Bir süre önce malum gazetelerden birinde yayınlanan tezviratı görünce, AK Partili arkadaşlar bile hala bu hareketi desteklememi yadırgayabiliyor. Gerçekten de şu sıralarda AK Parti’nin ‘gurur’ vesilesi olma dönemi bitmiş gözüküyor. İnsanlar yıprandılar… Kendi partilerini savunma gücünü ve enerjisini yitirdiler. Bunda OHAL’in yetki kullanımını genişletmek üzere kullanılması, dokunulmazlıkla ilgili sözlerin ihlal edilmesi, ekonomideki akıl dışı ısrar etkili oldu. Demokrasi açısından sorunlu bir anayasa değişikliğinin önerilmesi ve partinin giderek ideolojik olarak MHP’ye yakınlaşması da hevesleri kırdı. Belki de en ağırı partinin kurumsal niteliğinin ikinci plana düşmesi, keyfiliğin öne çıkması ve oportünizmin siyasete damga vurmasıydı. Bu durum yanlış işlerin yapılması yanında, bazılarının ahlaken sorgulanmayı davet eden tutumlar sergilemesine yol açtı.
***
Böyle bir atmosferde malum güruhun bel altı siyasetine maruz kalan benim gibi insanların, kendilerini hala AK Parti’ye yakın hissetmeleri haliyle kolay anlaşılır bir durum değil. Çünkü Türkiye’de siyaset güç, nüfuz ve yaptırım üzerinden algılanıyor. Diğer bir deyişle bu imkanları üreten yollara siyaset deniyor ve ‘siyaset’ yapmaya soyunanların da söz konusu imkanları elde etmeye hevesli oldukları varsayılıyor. Oysa birçokları için cazibenin ta kendisi olan o imkanlar başka bazı insanlar için sadece külfet…

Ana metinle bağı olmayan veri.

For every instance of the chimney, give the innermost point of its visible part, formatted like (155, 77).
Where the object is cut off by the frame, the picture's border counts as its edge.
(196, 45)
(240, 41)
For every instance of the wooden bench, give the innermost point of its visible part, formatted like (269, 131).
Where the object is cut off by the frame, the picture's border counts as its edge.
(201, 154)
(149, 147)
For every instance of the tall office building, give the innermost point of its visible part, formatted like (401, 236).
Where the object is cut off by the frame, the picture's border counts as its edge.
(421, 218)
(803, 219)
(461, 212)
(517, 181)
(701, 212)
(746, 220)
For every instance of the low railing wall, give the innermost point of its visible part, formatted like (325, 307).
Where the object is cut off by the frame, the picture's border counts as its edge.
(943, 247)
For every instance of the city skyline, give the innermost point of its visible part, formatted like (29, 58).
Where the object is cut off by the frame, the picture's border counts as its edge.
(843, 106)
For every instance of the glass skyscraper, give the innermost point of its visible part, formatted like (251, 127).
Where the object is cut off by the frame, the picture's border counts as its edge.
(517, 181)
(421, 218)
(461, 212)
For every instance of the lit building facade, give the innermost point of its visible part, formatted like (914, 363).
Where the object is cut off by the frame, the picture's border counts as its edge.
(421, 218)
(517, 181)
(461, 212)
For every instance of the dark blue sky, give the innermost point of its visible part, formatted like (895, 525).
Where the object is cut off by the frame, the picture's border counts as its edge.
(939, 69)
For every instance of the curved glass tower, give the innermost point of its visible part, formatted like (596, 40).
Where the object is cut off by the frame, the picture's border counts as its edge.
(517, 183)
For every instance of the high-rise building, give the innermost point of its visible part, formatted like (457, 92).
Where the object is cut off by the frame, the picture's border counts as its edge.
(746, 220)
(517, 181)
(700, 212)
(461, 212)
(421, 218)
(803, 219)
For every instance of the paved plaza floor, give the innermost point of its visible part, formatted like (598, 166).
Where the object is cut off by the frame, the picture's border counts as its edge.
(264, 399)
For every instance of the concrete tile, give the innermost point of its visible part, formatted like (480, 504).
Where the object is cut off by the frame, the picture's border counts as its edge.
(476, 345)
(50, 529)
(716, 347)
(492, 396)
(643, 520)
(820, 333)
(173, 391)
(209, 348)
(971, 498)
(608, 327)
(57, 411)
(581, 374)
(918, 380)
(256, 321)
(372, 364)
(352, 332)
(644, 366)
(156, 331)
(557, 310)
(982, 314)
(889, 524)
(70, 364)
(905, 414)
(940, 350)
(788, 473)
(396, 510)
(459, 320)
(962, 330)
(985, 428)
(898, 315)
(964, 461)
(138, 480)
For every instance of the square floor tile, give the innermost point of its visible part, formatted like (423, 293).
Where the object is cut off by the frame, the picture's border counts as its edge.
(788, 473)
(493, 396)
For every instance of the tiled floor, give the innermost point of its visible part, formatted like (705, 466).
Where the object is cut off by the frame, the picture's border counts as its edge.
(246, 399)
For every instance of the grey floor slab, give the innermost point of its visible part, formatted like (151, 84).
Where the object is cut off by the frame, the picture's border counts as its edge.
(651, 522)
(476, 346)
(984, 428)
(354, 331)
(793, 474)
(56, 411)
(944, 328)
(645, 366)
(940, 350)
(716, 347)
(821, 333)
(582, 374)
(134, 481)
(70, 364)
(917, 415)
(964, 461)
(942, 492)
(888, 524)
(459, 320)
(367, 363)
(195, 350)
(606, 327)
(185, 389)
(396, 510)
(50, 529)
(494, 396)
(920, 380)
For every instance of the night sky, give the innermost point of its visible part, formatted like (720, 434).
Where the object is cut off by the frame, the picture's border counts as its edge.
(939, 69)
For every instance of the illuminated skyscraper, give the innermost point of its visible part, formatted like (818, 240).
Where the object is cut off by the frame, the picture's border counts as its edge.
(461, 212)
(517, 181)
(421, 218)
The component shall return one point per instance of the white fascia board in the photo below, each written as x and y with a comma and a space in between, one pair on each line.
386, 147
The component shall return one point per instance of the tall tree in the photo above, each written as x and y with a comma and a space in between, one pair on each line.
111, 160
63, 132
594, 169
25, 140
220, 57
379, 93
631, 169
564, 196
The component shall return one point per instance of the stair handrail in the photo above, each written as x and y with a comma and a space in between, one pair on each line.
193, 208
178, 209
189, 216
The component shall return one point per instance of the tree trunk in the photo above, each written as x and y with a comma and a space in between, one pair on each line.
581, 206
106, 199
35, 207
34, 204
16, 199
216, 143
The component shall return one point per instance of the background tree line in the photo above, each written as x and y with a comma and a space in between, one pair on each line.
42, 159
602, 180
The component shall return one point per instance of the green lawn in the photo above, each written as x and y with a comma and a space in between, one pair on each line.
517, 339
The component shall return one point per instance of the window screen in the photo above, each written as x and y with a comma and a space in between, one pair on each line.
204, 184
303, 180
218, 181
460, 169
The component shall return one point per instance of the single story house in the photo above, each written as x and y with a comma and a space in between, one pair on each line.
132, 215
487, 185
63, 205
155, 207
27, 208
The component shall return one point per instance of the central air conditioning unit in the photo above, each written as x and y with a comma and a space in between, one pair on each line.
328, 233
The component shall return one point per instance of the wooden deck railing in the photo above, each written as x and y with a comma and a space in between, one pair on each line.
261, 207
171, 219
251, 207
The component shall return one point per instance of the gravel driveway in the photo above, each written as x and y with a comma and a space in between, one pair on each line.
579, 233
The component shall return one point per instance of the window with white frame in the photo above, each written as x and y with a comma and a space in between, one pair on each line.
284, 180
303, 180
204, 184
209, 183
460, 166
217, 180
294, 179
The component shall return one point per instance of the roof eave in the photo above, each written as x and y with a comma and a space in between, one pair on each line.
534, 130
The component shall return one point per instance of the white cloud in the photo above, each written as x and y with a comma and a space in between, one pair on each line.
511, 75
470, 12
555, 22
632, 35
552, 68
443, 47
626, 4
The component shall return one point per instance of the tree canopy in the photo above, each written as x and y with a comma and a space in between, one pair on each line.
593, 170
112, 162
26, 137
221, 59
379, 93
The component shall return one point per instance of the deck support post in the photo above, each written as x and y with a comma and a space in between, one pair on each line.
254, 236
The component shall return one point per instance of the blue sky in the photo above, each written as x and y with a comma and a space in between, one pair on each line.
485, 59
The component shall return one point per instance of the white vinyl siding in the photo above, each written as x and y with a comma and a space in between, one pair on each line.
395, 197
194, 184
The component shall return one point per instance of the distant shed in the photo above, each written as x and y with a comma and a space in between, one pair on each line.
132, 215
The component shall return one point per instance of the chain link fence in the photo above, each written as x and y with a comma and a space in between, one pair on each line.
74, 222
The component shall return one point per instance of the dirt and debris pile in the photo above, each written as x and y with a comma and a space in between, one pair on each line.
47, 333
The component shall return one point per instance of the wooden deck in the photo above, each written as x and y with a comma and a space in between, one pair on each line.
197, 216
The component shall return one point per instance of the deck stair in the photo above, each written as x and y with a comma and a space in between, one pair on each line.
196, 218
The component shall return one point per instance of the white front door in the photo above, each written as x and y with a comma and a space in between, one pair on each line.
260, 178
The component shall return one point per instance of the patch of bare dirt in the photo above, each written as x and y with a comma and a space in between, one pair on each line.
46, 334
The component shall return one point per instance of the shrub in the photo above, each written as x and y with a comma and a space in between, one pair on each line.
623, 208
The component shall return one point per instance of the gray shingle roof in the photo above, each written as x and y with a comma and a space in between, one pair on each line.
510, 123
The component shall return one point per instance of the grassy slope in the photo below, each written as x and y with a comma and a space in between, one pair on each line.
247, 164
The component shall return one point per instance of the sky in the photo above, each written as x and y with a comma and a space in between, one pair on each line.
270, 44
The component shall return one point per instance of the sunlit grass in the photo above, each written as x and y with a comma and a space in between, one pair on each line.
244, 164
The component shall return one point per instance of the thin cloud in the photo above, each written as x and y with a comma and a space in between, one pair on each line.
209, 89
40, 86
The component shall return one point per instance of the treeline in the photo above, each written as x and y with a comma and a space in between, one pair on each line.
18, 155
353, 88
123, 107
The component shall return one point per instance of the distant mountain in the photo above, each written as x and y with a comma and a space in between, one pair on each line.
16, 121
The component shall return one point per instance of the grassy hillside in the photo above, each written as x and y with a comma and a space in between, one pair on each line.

Son yıllarda milletvekili olmaya çırpınan, bir sonraki listede yine yer almak için cansiperane kendini lidere kanıtlama uğraşına giren insanların halini gördükçe, bu ülkede ‘demokrasinin’ henüz ne olduğunun bile anlaşılması için uygun koşullara sahip olmadığımızı düşünebilirsiniz. Türkiye’de siyaset partiler üzerinden yürüyor gibi gözükse de aslında küçük klikler ve liderler çevresinde somutlaşıyor.
***
AK Parti bu geleneğin dışında, bir başka kültür yaratabilme potansiyeline sahipti ama bunu kullanamadı ve sonuçta maalesef diğerlerine benzedi. Bunun nedeni parti ile toplum arasındaki bağın sosyolojik temelinden ürkülmesi ve bağın liderle toplum arasında ideolojik zeminde oluşmasının tercih edilmesidir. Ekonomik ve sosyal orta sınıfın, gerçek anlamda çoğulcu bir yerliliğin üremesini sağlayan AK Parti, bugün komplo teorileri, ideolojik karşıtlıklar, güdük milliyetçilik ve kimlik ayrışması siyasetine mahkum ediliyor…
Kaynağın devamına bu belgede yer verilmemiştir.